My hunch is to use the Ratio Test to prove the $\Leftarrow$ direction and the Divergence Test to prove the contrapositive of the $\Rightarrow$ direction (which also proves the $\Rightarrow$ implication). Not sure if it will work, but here goes.

#### Explanation:

($\Leftarrow$) Suppose that $\left({u}_{n}\right)$ is a sequence that converges to a negative number $u$ and that $a > 1$. Let ${b}_{n} = {a}^{{u}_{1} + {u}_{2} + \cdots + {u}_{n}} = {a}^{{u}_{1}} \cdot {a}^{{u}_{2}} \cdots {a}^{{u}_{n}}$.

Then $| {b}_{n + 1} \frac{|}{|} {b}_{n} | = \frac{{a}^{{u}_{1}} \cdot {a}^{{u}_{2}} \cdots {a}^{{u}_{n}} \cdot {a}^{{u}_{n + 1}}}{{a}^{{u}_{1}} \cdot {a}^{{u}_{2}} \cdots {a}^{{u}_{n}}} = {a}^{{u}_{n + 1}} \to {a}^{u}$ as $n \to \infty$.

Since $a > 1$ and $u < 0$, $| {a}^{u} | = {a}^{u} < 1$.

Therefore, by the Ratio Test, the series ${\sum}_{n = 1}^{\infty} \left({a}^{{u}_{1} + {u}_{2} + \cdots + {u}_{n}}\right)$ converges.

Therefore, the $\Leftarrow$ direction is proven.

($\Rightarrow$) Suppose that $\left({u}_{n}\right)$ is a sequence that converges to a negative number $u$ and that $a \le 1$. Choose $N \in \mathbb{N}$ so that ${u}_{n} < 0$ for all $n > N$.

Let $A = {a}^{{u}_{1} + {u}_{2} + \cdots + {u}_{N}} = {a}^{{u}_{1}} \cdot {a}^{{u}_{2}} \cdots {a}^{{u}_{N}}$ and note that $A \ne 0$.

Next, suppose $n > N$. Then ${a}^{{u}_{1} + {u}_{2} + \cdots {u}_{n}} = {a}^{{u}_{1}} \cdot {a}^{{u}_{2}} \cdots {a}^{{u}_{N}} \cdot {a}^{{u}_{N + 1}} \cdots {a}^{{u}_{n}} = A \cdot {a}^{{u}_{N + 1}} \cdots {a}^{{u}_{n}}$. Since $a \le 1$ and ${u}_{N + 1} < 0$, ${u}_{N + 2} < 0$, ..., ${u}_{n} < 0$, it follows that ${a}^{{u}_{N + 1}} \cdots {a}^{{u}_{n}}$ is the product of a bunch of numbers that are all $\ge 1$.

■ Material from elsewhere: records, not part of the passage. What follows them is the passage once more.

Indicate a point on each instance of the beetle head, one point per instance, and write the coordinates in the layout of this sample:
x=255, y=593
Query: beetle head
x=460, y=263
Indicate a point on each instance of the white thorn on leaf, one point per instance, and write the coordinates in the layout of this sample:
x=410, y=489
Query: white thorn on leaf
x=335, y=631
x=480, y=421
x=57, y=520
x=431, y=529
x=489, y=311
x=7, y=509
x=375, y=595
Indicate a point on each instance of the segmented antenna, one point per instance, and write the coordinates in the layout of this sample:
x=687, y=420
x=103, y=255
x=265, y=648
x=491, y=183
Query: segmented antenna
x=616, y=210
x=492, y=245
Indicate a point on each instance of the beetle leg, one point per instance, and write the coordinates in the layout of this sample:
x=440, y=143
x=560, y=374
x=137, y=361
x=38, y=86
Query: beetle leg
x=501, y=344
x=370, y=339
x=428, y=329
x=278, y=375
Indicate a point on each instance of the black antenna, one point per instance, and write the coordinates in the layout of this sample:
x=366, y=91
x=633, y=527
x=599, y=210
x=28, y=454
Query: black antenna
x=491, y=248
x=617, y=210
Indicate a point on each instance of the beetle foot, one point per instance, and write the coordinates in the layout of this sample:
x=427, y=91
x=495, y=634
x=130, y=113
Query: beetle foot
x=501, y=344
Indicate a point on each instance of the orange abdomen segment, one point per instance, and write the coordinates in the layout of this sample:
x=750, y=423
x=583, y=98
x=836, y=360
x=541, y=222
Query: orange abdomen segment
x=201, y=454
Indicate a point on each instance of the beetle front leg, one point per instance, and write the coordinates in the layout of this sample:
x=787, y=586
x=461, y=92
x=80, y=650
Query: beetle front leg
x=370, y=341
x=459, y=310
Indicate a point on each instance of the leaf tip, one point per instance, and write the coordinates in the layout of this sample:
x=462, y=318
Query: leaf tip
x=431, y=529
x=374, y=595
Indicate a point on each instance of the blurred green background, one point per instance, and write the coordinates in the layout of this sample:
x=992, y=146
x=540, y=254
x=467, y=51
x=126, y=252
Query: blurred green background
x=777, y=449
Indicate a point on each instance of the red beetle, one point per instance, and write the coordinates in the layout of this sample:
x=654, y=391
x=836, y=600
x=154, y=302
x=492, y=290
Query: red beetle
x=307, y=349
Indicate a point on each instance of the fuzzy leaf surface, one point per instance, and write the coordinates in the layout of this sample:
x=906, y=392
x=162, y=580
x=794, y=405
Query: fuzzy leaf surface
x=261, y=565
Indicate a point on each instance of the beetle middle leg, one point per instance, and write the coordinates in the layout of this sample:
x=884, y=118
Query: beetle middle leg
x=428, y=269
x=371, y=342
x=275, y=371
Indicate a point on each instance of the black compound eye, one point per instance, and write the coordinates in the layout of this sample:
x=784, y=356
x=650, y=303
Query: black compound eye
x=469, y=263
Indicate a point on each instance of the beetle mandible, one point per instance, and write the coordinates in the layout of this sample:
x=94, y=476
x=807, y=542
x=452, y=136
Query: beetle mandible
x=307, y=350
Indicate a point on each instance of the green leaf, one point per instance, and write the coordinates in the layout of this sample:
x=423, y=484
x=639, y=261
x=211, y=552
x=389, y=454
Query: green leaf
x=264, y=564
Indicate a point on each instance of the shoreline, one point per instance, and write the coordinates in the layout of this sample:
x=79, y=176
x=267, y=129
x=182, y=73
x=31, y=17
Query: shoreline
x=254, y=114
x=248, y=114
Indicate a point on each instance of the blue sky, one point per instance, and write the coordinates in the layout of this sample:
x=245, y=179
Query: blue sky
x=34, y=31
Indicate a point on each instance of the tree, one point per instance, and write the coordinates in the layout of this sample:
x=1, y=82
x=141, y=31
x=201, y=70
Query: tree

Since $A \ne 0$, it follows that $A \cdot {a}^{{u}_{N + 1}} \cdots {a}^{{u}_{n}}$ does not converge to zero as $n \to \infty$. But this means that ${a}^{{u}_{1} + {u}_{2} + \cdots {u}_{n}}$ does not converge to zero as $n \to \infty$.

By the Divergence Test, the series ${\sum}_{n = 1}^{\infty} \left({a}^{{u}_{1} + {u}_{2} + \cdots + {u}_{n}}\right)$ diverges.

Thus, the contrapositive of the $\Rightarrow$ implication is proved, meaning the original implication itself is also proved.